Developers Think AI Makes Them 24% Faster. The Data Says 19% Slower.
By: Evgeny Padezhnov
AI coding assistants promise dramatic productivity gains. Developers believe them. A rigorous study from METR tested these claims with experienced open-source developers. The results contradict everything the industry believes about AI productivity.
The Study That Shocked Researchers
METR researchers expected to find positive results. "We initially were broadly expecting to see positive speedup," the authors stated explicitly. Instead, they discovered something troubling.
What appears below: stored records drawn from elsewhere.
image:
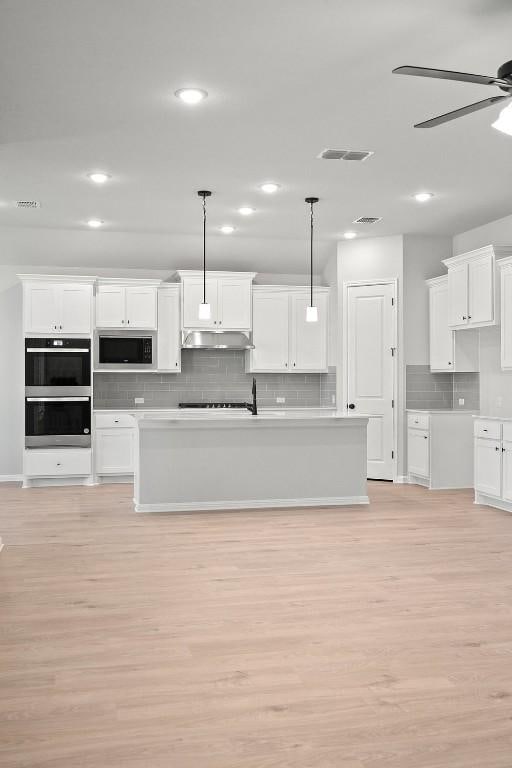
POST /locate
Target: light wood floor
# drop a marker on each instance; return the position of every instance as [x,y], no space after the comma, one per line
[362,637]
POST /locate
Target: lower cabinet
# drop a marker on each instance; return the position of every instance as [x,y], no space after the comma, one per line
[493,463]
[114,439]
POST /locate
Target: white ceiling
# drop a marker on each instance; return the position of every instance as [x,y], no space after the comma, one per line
[89,85]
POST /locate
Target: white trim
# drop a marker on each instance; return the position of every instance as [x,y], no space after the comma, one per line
[397,338]
[11,478]
[197,506]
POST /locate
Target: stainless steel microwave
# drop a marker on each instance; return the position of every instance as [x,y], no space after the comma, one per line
[125,350]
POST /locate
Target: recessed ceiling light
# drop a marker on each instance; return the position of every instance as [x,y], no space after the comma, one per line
[423,197]
[270,187]
[191,95]
[98,177]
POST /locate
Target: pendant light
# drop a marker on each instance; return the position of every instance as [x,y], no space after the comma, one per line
[311,311]
[205,311]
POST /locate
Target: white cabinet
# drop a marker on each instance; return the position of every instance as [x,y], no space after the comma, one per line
[418,456]
[505,270]
[229,296]
[168,339]
[440,448]
[54,308]
[472,287]
[450,351]
[127,306]
[283,340]
[114,441]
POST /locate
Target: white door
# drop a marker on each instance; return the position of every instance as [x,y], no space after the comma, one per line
[114,451]
[110,306]
[418,452]
[140,306]
[169,349]
[441,336]
[270,331]
[371,329]
[76,307]
[488,466]
[40,307]
[458,295]
[193,296]
[481,290]
[308,341]
[234,304]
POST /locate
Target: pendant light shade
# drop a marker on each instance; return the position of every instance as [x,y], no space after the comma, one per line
[205,311]
[311,311]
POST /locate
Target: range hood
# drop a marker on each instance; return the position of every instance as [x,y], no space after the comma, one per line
[216,340]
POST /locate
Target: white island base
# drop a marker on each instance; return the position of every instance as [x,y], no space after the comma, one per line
[240,461]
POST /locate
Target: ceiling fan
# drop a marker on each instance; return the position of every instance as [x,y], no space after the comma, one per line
[503,80]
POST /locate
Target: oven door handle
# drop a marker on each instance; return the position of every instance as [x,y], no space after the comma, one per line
[44,350]
[57,399]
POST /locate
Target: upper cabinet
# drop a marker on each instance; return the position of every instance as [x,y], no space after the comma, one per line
[450,351]
[472,287]
[52,306]
[229,296]
[127,304]
[283,340]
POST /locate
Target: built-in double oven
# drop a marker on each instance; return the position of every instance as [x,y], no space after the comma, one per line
[57,392]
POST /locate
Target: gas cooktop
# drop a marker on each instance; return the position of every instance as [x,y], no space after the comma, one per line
[212,405]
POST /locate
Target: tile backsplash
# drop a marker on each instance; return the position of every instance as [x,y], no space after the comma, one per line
[211,375]
[441,390]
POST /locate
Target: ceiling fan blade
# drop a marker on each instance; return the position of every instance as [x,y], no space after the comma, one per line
[446,74]
[461,112]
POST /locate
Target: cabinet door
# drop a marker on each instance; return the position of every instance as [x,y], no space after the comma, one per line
[441,336]
[418,452]
[481,290]
[488,466]
[141,307]
[458,295]
[234,304]
[75,308]
[270,332]
[110,306]
[308,348]
[41,308]
[169,348]
[193,296]
[506,318]
[114,451]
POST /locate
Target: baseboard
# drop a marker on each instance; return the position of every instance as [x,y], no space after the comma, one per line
[11,478]
[205,506]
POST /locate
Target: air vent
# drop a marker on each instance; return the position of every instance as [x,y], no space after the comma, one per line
[367,220]
[345,154]
[28,204]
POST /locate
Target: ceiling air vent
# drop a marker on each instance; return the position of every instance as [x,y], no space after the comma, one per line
[367,220]
[28,204]
[345,154]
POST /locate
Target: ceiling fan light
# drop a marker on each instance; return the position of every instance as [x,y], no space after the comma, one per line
[504,121]
[205,311]
[311,314]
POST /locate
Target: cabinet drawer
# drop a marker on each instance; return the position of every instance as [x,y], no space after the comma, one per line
[487,428]
[57,462]
[113,420]
[418,420]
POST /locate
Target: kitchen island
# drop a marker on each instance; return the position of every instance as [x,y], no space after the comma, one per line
[207,461]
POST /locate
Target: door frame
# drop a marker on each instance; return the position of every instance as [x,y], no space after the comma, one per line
[360,283]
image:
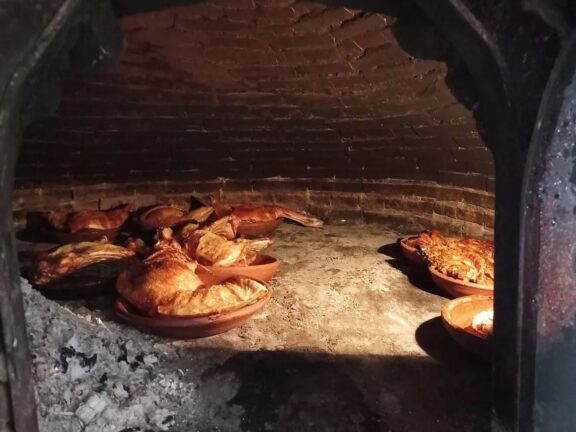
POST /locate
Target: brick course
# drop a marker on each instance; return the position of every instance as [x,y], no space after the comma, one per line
[246,90]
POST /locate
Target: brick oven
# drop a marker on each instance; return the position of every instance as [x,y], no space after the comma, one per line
[382,119]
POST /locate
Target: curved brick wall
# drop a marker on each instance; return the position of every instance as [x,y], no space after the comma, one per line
[343,112]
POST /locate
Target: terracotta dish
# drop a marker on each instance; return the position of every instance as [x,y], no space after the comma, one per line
[410,252]
[259,228]
[264,268]
[190,327]
[457,316]
[459,288]
[63,237]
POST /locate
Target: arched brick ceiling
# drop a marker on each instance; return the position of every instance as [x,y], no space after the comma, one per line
[254,89]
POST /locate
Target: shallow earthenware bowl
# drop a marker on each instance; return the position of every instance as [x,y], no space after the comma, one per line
[259,228]
[80,236]
[264,268]
[457,287]
[78,290]
[410,252]
[190,327]
[457,316]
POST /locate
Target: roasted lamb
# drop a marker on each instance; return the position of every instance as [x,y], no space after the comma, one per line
[163,216]
[165,283]
[216,244]
[465,259]
[65,260]
[253,213]
[87,219]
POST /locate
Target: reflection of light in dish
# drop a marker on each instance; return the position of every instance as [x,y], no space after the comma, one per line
[483,323]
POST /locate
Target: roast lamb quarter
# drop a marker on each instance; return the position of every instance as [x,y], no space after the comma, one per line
[57,263]
[165,284]
[87,219]
[163,216]
[249,213]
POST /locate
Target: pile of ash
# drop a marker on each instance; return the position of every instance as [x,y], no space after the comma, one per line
[95,376]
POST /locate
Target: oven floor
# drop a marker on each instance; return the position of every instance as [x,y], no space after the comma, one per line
[351,341]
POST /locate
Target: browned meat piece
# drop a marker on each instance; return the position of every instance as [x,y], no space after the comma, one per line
[466,259]
[64,260]
[138,246]
[189,236]
[227,296]
[216,250]
[153,283]
[165,283]
[164,216]
[252,213]
[88,219]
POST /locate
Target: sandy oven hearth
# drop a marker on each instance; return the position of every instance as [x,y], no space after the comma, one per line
[377,120]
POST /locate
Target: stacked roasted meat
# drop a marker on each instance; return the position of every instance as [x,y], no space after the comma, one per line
[466,259]
[161,279]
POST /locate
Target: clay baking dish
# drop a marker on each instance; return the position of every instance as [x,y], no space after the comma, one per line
[457,316]
[190,327]
[410,252]
[264,268]
[458,288]
[80,236]
[259,228]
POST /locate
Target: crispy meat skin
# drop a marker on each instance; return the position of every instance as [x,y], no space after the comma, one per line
[163,216]
[155,281]
[483,323]
[466,259]
[165,283]
[216,244]
[65,260]
[216,250]
[88,219]
[252,213]
[189,237]
[230,295]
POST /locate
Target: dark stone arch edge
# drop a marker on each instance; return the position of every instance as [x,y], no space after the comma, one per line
[34,56]
[547,396]
[491,77]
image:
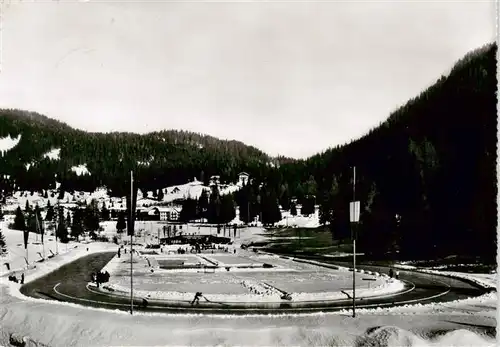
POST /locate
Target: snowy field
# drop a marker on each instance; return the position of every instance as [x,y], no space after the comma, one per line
[64,324]
[257,284]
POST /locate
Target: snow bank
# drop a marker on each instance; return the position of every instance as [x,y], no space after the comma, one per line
[487,281]
[392,336]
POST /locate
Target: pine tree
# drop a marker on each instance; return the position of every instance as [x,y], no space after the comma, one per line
[160,195]
[19,220]
[228,212]
[188,211]
[91,218]
[77,226]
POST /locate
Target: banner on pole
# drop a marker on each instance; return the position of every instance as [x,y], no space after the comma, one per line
[131,207]
[354,210]
[26,236]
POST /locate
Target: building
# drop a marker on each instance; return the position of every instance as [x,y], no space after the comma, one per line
[214,180]
[165,213]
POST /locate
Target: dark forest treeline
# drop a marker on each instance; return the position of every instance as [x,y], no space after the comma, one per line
[159,159]
[426,177]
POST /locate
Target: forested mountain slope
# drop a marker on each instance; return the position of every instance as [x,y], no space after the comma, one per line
[426,176]
[159,159]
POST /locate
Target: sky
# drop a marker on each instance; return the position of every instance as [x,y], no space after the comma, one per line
[289,77]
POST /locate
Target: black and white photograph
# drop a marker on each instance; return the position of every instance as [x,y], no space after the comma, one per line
[248,173]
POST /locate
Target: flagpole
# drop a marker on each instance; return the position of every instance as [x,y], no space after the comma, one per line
[131,248]
[40,229]
[57,224]
[354,246]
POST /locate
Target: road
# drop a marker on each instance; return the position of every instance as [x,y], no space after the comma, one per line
[70,283]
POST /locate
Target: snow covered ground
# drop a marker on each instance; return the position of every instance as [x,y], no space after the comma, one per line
[64,324]
[311,282]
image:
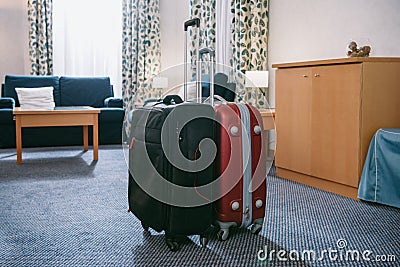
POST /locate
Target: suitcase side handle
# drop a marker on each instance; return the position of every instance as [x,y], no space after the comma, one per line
[172,99]
[191,22]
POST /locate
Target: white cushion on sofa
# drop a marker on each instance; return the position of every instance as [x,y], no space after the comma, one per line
[36,98]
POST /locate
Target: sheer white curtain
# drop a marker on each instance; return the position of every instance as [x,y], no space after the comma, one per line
[88,39]
[223,47]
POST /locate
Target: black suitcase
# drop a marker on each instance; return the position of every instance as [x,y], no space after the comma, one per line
[185,209]
[171,166]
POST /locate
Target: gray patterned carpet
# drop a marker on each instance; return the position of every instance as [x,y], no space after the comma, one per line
[61,209]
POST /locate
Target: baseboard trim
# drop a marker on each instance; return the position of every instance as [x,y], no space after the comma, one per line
[336,188]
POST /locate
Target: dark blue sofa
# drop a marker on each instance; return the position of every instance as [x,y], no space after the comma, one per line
[68,91]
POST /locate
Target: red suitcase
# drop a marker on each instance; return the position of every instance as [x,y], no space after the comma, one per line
[241,161]
[241,168]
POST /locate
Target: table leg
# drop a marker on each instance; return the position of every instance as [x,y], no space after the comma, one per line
[18,140]
[85,138]
[95,139]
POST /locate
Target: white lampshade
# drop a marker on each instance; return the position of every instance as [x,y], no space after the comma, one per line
[160,82]
[256,78]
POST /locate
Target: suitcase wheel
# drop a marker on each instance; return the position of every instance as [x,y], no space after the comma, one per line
[256,228]
[145,227]
[172,244]
[223,234]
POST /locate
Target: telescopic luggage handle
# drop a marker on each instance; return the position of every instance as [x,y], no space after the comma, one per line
[211,52]
[192,23]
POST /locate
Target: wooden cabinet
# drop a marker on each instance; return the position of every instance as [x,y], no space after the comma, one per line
[326,114]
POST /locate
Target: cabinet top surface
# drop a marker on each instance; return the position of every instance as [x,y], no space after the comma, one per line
[336,61]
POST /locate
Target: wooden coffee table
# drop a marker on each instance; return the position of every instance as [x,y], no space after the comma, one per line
[60,116]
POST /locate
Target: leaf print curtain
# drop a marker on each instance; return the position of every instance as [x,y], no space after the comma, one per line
[205,11]
[249,41]
[141,50]
[40,36]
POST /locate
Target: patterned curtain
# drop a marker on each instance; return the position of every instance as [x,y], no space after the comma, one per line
[205,11]
[141,50]
[249,41]
[40,36]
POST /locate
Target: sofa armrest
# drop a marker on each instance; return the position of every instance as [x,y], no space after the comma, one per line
[7,102]
[113,102]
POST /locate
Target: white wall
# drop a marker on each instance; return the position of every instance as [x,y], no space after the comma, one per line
[173,13]
[14,31]
[315,29]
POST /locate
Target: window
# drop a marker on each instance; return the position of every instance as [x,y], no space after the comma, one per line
[87,39]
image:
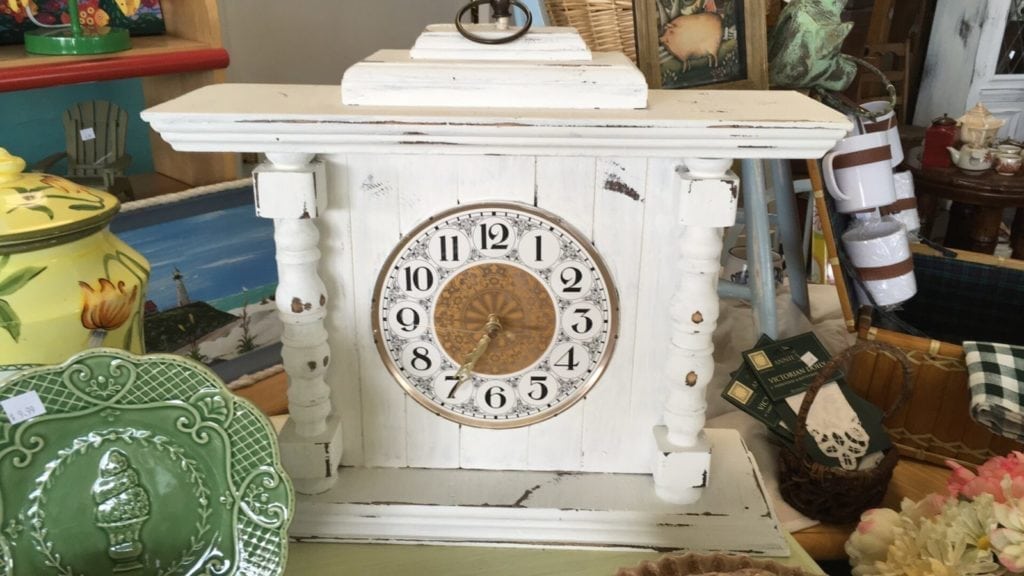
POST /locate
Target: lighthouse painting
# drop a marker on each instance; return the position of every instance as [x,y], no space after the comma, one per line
[211,293]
The study tracked 16 experienced developers from large open-source repositories—projects averaging 22,000+ GitHub stars and over 1 million lines of code. These developers worked on 246 real issues from their own repositories. Half worked with AI tools (primarily Cursor Pro with Claude 3.5/3.7 Sonnet), half without.
Key point: When allowed to use AI, developers took 19% longer to complete their tasks.
The 40-Point Perception Gap
Before using AI tools, developers predicted a 24% speed increase. After working with AI and experiencing the actual slowdown, they still believed AI had made them 20% faster.
The math is stark:
- Expected improvement: +24%
- Actual performance: -19%
- Post-experience belief: +20%
- Total perception gap: ~40 percentage points
Common mistake: Relying on developer self-reports for productivity metrics. As the METR study noted, "virtually every corporate AI productivity claim relies on self-reporting" that may not reflect actual productivity.
Why Developers Cannot Tell
The most unsettling finding isn't the slowdown itself. According to the researchers: "The deepest finding is not that AI makes developers slower. It is that developers cannot tell."
Several factors create this cognitive blindness:
New collaboration overhead. Developers spend time crafting prompts, interpreting suggestions, and validating AI output. This feels like productive work—it isn't.
Legacy system friction. Integrating AI-generated code into existing million-line codebases requires extensive adaptation. The study focused on established projects, not greenfield development.
Perception of activity. Constant interaction with AI tools creates a sense of momentum. Developers feel busy and productive even while accomplishing less.
In plain terms: The collaboration itself becomes the work, not the output.
What This Means for Teams
These findings challenge fundamental assumptions about AI adoption. If experienced developers working on familiar codebases cannot accurately assess their own productivity, what does that mean for:
- Performance reviews based on self-assessment
- Team velocity estimates
- ROI calculations for AI tool investments
Try it: Track actual completion times for similar tasks with and without AI tools. Ignore feelings—measure results.
The disconnect between perception and reality extends beyond individual developers. Teams reporting dramatic AI-driven improvements might be experiencing the same cognitive bias at scale.
The Context That Matters
This study specifically examined experienced developers working on large, established codebases. Other research shows different results for different contexts—some studies report 26-56% improvements for specific task types.
The difference matters. Greenfield projects, simple scripts, or well-defined tasks might benefit from AI assistance. Complex debugging in million-line codebases apparently doesn't.
Tested in production: The researchers used frontier models (Claude 3.5/3.7 Sonnet) with Cursor Pro—the best tools available in early 2025. Tool quality wasn't the issue.
Frequently Asked Questions
Why do developers still believe AI made them faster even after experiencing the slowdown firsthand?
The collaboration with AI tools creates a sense of productive activity. Developers focus on the interaction—crafting prompts, reviewing suggestions—rather than measuring actual task completion time. This cognitive bias persists because the work feels engaging and purposeful.
What specific types of tasks does AI slow down the most for experienced developers on large codebases?
The study examined real issues from established open-source projects with over 1 million lines of code. Complex debugging, system integration, and modifications requiring deep contextual understanding showed the most significant slowdowns compared to simpler, isolated coding tasks.
Why did developers who were familiar with established open-source repositories experience slowdowns while other studies show 26-56% speedups?
Context determines outcomes. The METR study focused on experienced developers working within complex, existing codebases they knew well. Other studies showing speedups often involve greenfield projects, simple scripts, or well-defined tasks without legacy constraints.
What to Try Right Now
Measure your actual task completion times for one week—log start and end times for every coding task, with and without AI assistance. Compare the data, not the feelings.